In my latest reading of Joseph Telushkin’s A Code of Jewish Ethics, Volume 2: Love Your Neighbor As Yourself, Telushkin talks about such issues as what to do when you are a guest, what to say when you visit a sick person, and death.
For the first issue, being a guest, some stuff on page 58 was especially meaningful to me. Telushkin says that we should not have an exaggerated sensitivity that leads us to say that we’re not hungry when we really are, something that many of us do because we don’t want to appear as if we came just for the food. Telushkin cites Kallah Rabbati 9. Telushkin also says that, if we are reserved, we should take special care to be sociable—-to listen to the people who have invited us and to talk with them, beyond giving them one-word answers. Telushkin tells a story about a rabbi and a friend who ate with a talkative woman, and the friend focused on studying his holy book while ignoring the woman who invited him. The rabbi told him that he basically stole the meal from the woman, since she invited him expecting for him to converse with her.

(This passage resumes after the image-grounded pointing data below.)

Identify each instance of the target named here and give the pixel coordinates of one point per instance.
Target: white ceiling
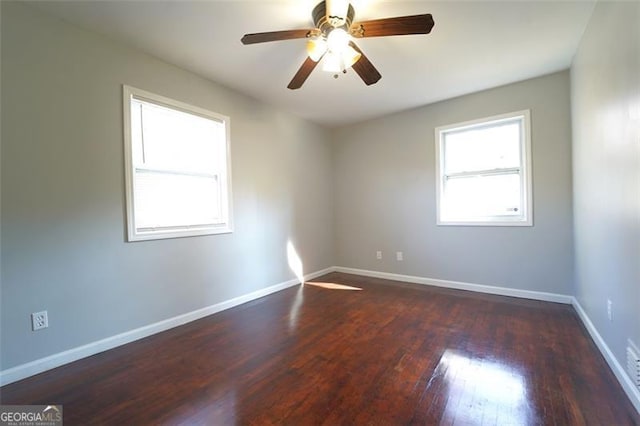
(474, 45)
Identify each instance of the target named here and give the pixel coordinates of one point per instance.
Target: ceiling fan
(332, 39)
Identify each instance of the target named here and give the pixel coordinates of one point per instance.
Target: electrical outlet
(39, 320)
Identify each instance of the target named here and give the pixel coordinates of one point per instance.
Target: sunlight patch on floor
(333, 286)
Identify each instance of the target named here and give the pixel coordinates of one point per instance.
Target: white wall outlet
(39, 320)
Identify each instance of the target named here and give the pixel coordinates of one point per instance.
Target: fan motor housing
(321, 21)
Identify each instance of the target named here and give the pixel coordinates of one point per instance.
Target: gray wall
(63, 217)
(385, 196)
(605, 97)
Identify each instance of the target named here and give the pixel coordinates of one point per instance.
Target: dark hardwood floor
(391, 354)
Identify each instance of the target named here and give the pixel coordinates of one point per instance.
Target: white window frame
(526, 218)
(133, 232)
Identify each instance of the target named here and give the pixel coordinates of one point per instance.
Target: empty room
(305, 212)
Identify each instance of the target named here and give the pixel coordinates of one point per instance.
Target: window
(177, 164)
(484, 172)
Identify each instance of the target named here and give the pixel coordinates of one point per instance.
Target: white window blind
(178, 176)
(483, 172)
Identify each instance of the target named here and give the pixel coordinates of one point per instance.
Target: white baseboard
(32, 368)
(480, 288)
(618, 370)
(38, 366)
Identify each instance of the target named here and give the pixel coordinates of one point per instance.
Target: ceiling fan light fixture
(316, 48)
(338, 40)
(332, 63)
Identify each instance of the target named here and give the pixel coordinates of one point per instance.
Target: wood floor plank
(391, 354)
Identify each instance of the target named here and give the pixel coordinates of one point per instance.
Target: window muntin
(178, 168)
(483, 172)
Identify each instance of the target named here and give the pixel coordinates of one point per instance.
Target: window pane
(175, 140)
(484, 148)
(482, 196)
(172, 200)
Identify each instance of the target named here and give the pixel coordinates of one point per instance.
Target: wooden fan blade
(402, 25)
(274, 36)
(301, 76)
(364, 68)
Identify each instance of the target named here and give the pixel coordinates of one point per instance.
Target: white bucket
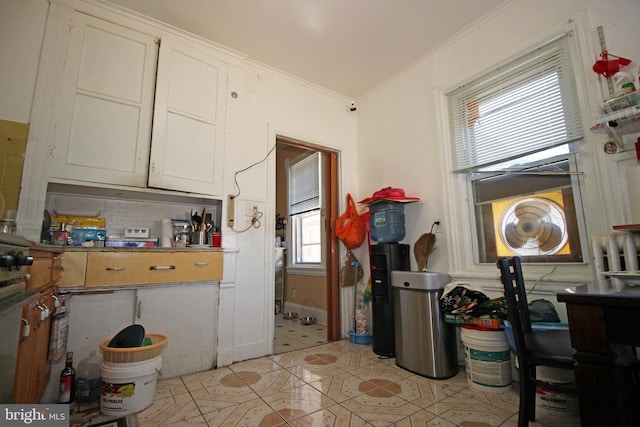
(128, 387)
(487, 358)
(551, 402)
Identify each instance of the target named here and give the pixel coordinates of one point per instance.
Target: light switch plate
(136, 232)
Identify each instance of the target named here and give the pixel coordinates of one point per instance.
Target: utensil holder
(199, 238)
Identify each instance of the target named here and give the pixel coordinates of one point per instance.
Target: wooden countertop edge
(61, 249)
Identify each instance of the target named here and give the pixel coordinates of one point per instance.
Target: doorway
(314, 292)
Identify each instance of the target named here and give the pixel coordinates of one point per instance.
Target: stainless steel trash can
(425, 344)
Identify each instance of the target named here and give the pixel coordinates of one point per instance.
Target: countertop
(60, 249)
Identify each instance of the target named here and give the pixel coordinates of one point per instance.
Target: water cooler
(385, 257)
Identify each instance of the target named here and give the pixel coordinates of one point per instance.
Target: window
(514, 133)
(305, 207)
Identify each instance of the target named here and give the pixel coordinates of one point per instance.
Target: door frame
(332, 276)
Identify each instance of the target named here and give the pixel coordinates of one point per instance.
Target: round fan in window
(533, 226)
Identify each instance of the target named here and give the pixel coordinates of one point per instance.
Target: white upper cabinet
(105, 104)
(188, 120)
(138, 110)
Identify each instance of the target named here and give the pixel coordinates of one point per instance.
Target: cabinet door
(33, 367)
(72, 269)
(189, 120)
(105, 104)
(41, 271)
(187, 315)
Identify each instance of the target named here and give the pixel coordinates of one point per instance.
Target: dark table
(603, 328)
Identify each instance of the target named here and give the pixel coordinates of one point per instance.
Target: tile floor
(291, 334)
(332, 384)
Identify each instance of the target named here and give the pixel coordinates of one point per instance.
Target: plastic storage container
(387, 222)
(89, 384)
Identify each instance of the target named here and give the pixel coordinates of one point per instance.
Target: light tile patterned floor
(333, 384)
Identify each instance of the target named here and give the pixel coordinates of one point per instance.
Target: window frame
(461, 236)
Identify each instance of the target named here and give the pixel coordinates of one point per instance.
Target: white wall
(400, 143)
(270, 104)
(21, 31)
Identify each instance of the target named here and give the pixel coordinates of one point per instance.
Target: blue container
(387, 222)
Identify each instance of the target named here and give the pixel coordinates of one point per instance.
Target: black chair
(544, 348)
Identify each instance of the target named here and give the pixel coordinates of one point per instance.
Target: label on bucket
(488, 368)
(554, 403)
(113, 395)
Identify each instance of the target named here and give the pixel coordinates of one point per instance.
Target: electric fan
(533, 226)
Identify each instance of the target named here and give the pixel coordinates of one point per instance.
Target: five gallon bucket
(553, 402)
(128, 387)
(487, 358)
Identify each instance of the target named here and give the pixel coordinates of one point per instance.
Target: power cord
(255, 222)
(235, 176)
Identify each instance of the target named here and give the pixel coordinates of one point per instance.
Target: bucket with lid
(128, 388)
(487, 358)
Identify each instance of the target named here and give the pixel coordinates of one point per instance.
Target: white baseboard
(303, 310)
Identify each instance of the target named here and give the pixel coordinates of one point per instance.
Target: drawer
(140, 268)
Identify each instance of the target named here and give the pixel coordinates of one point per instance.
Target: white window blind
(304, 185)
(524, 107)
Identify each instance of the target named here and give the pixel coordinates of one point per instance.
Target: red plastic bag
(349, 227)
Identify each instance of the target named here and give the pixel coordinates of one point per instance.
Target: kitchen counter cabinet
(187, 314)
(73, 268)
(105, 269)
(33, 366)
(45, 269)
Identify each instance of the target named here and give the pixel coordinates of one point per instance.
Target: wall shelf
(620, 116)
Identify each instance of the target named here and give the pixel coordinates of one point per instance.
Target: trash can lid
(419, 280)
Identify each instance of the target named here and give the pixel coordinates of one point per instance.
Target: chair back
(516, 296)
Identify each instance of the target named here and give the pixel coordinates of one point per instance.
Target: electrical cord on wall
(255, 222)
(255, 219)
(235, 176)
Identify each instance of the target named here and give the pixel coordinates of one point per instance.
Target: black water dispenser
(385, 257)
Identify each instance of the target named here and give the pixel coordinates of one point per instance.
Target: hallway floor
(333, 384)
(291, 334)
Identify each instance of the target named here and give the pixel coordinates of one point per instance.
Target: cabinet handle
(162, 267)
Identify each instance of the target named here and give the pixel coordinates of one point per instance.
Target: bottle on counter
(67, 381)
(89, 385)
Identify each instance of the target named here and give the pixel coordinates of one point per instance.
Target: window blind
(526, 106)
(304, 185)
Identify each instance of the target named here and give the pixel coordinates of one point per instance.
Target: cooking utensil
(307, 320)
(131, 336)
(423, 248)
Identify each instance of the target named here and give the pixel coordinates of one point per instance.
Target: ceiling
(346, 46)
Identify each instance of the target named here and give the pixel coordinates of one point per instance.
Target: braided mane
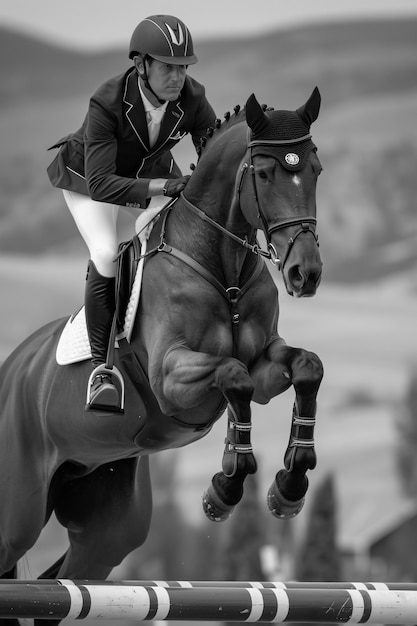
(230, 120)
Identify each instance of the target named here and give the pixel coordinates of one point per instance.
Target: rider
(120, 157)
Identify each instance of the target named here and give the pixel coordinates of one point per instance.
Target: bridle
(307, 223)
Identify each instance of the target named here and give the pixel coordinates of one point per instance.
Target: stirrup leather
(113, 373)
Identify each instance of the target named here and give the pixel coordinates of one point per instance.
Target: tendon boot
(105, 386)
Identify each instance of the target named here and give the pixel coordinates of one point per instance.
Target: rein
(307, 223)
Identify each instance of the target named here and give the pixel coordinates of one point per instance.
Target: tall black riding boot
(99, 311)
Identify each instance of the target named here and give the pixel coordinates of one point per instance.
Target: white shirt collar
(148, 105)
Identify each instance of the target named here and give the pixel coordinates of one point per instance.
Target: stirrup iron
(117, 377)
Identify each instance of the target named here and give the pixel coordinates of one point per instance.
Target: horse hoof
(279, 506)
(214, 508)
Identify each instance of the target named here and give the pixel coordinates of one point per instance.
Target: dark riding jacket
(109, 157)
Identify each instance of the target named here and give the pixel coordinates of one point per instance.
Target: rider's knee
(103, 259)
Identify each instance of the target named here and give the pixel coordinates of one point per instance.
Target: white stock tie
(154, 117)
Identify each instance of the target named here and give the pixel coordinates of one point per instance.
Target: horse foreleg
(226, 488)
(188, 377)
(277, 370)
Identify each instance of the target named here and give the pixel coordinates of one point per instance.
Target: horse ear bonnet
(286, 126)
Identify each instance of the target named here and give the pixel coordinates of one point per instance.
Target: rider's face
(165, 79)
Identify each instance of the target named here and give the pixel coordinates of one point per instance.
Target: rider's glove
(174, 186)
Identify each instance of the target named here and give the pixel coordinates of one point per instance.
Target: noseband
(307, 223)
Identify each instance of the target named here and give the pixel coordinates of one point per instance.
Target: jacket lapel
(135, 111)
(171, 121)
(135, 114)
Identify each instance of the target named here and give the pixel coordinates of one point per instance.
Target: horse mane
(230, 120)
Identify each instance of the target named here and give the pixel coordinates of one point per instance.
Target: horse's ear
(309, 112)
(255, 116)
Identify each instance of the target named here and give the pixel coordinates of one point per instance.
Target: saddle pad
(74, 346)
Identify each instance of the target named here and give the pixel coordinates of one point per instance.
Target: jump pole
(275, 603)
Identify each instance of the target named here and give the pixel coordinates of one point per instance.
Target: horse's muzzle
(301, 283)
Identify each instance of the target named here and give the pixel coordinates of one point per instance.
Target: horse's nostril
(296, 276)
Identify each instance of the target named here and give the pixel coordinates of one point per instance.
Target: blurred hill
(366, 133)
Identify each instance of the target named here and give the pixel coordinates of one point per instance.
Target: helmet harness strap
(144, 76)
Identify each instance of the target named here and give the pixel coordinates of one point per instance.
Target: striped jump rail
(275, 602)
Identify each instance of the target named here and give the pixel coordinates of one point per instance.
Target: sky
(96, 24)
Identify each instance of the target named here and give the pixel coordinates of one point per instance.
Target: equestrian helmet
(164, 38)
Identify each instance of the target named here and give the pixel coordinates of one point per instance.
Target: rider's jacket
(109, 157)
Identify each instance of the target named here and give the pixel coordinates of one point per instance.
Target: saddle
(74, 345)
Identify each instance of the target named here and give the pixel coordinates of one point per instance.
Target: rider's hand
(174, 186)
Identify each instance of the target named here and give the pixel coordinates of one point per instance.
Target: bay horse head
(284, 167)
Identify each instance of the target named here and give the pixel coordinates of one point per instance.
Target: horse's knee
(233, 376)
(307, 371)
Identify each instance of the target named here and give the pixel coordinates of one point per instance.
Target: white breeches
(97, 223)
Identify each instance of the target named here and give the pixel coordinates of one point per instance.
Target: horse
(204, 342)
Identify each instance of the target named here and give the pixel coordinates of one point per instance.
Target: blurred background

On visiting the sick, we are to say a prayer for the person when we get to the sick person’s room. We are also to try to talk with the person about things other than his illness (which is not an iron-clad rule, but rather it’s an acknowledgement that many sick people would like to think about things other than their sickness, every once in a while). One point that Telushkin made was that people at hospitals and nursing homes tend to enter people’s rooms without permission, something they would not dream of doing were it somebody’s house. This stood out to me because I used to work at a nursing home, and, as I look back, I probably should have knocked at the residents’ door more and asked them if they wanted company, rather than just plowing into the room and talking with them (as much as they appreciated my visits).
Regarding death, Telushkin talks about a shomer, someone who takes care of a dying person. According to Telushkin, the shomer is exempt from positive commandments, such as the commands about prayer and tefillin. Telushkin cites Babylonian Talmud Berachot 18a.